Il y a eu une Pull Request avec une discussion sur l’utilisation de la configuration moderne. Le soucis majeur c’est qu’un certain nombre d’équipements ne peuvent pas être mis à jour (smartphone) et ont besoin de ces protocoles et ciphers pour fonctionner. YunoHost ne connaissant pas les équipements des utilisateurs YunoHost ni ceux de leurs visiteurs, on a opté pour la version intermédiaire.

Dans la même version un système de settings a été conçu, afin de pouvoir proposer dans une version future à ceux qui le souhaite de passer à la configuration moderne. On en est resté là depuis la 2.6 .

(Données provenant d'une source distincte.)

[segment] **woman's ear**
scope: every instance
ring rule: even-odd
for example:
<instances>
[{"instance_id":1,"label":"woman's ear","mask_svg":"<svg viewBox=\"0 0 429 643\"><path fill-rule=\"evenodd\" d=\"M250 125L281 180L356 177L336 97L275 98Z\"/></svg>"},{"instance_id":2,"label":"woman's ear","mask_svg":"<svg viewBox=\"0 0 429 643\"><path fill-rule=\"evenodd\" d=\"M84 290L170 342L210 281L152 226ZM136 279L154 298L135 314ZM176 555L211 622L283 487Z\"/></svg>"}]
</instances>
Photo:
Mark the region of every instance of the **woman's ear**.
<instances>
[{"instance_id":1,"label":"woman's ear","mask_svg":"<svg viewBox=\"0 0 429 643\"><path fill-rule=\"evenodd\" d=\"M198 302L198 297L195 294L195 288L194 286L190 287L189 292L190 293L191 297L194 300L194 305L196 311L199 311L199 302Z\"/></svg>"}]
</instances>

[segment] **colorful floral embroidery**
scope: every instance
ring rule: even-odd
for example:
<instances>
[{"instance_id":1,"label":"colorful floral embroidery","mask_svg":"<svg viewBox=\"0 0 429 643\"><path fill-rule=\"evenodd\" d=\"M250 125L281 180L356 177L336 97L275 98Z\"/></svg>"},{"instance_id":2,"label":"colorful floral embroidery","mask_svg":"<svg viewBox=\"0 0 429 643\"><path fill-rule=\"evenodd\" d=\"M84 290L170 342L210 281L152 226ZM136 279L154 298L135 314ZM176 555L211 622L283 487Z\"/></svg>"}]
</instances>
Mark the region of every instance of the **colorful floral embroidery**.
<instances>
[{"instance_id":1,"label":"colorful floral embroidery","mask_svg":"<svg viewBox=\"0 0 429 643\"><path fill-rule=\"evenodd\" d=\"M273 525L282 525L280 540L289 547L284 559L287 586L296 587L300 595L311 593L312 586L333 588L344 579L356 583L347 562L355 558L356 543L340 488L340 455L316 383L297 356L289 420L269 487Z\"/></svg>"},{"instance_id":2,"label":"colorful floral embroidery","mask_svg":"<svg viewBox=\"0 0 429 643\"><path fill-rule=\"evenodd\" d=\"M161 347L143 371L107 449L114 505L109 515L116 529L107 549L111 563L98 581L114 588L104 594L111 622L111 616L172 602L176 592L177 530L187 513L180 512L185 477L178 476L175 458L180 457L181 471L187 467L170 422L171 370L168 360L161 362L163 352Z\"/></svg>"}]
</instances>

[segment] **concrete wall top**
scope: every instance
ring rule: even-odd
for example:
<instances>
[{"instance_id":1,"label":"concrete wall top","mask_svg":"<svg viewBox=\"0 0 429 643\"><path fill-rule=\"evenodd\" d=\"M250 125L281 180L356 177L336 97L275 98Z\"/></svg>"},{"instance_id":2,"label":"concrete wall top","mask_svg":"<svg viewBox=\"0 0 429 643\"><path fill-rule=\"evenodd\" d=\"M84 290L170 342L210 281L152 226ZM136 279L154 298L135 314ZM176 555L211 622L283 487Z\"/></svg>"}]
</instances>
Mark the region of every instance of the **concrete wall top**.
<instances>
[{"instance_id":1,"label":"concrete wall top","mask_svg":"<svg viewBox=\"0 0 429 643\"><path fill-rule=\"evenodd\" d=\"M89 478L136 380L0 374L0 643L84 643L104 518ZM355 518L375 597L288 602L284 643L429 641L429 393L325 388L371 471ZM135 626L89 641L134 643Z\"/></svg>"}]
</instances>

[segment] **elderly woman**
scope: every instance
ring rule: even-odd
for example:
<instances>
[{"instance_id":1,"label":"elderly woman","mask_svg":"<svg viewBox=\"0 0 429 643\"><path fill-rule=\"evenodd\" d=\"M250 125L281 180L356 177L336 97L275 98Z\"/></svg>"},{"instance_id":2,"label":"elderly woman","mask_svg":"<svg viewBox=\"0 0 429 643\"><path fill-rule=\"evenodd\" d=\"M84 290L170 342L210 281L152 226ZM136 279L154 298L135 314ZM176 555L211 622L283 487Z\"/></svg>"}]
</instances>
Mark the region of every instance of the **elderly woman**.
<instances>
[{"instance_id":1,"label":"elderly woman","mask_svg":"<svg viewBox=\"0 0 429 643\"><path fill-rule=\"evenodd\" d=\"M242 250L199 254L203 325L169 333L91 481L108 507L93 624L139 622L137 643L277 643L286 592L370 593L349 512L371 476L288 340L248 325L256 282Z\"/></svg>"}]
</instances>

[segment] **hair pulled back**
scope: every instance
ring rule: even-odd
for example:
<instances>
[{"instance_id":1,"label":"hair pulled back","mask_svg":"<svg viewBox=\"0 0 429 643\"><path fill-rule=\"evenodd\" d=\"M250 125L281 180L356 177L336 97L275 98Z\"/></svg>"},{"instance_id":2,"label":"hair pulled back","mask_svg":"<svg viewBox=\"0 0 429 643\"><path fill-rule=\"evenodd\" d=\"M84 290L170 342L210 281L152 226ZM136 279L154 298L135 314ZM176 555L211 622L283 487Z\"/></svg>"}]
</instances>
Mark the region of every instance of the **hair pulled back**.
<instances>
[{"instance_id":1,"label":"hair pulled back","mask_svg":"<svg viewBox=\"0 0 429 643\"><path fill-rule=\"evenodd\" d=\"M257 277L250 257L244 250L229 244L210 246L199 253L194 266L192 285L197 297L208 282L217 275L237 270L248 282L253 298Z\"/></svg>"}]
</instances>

Pour faire ce que tu souhaites (si tu as bien réfléchis à cette question d’accessibilité avec les équipements de tes visiteurs

Tu peux lancer:

sed -i s/TLSv1 TLSv1\.1 TLSv1\.2/TLSv1.2/ /etc/nginx/conf.d/*.conf
service nginx reload

Mais la mise à jour des confs nginx ne se fera plus automatiquement, tu devras fusionner à la main.